Although there is a large practical potential of data-driven policies and educational tools, it is important that an educational data strategy not be developed in and of itself. Unlike what some big data enthusiasts have claimed, the data does not “speaks for itself” in education (Anderson, 2008). Those teachers, administrators and policy-makers, who are working to better educate our children, will still face complicated dilemma appealing to their professional expertise regardless of the level of integration of data analytics in education.

Furthermore, to insure political willingness, it is critical that work teams and stakeholders profit from the collected and analysed data (De Smedt et al., 2017). This contributes to the transparency of data use. Finally, although the evidence is still quite thin regarding the benefits of learning analytics, it must be noted that only a small quantity of validated instruments are actually being used to measure the quality and transmission of knowledge through learning platforms (Jivet et al., 2018).
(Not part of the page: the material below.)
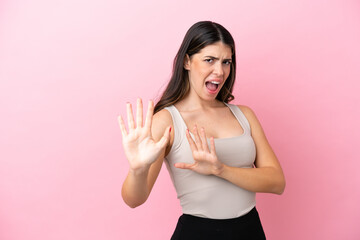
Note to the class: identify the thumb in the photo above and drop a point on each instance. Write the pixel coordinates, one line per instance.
(183, 165)
(165, 138)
Despite this scarcity of evidence pertaining to education, the exploitation of data through learning analytics can be linked to the recognized advantages of big data in driving public policy. Namely, it can facilitate a differentiation of services, increased decisional transparency, needs identification and organizational efficiency (Broucker, 2016). Generally, the lack of available data backing a decision is an indication of a lack of information and, thus, sub-optimal decision-making (Broucker, 2016).

Policies can be better implemented through quick and vast access to information about students and other educational stakeholders. In other words, the needs of students and other educational stakeholders can be more efficiently satisfied with evidence obtained from data collection (e.g. lower cost, higher speed of implementation). Such evidence-based education is a rational response to the so-called fetishization of change that has been plaguing educational reforms (Furedi, 2010; Groot & van den Brink, 2017).

It follows that data analytics should not become a new object for the fetishization of change in educational reforms. Indeed, quantitative goals (e.g. quantity of sensors in a classroom) should not be confounded with educational attainments (Long & Siemens, 2011; Mandl et al., 2008). Rather, data analytics should be developed and motivated as an approach that ensures that there are opportunities to use data in order to sustain mutually agreeable educational objectives.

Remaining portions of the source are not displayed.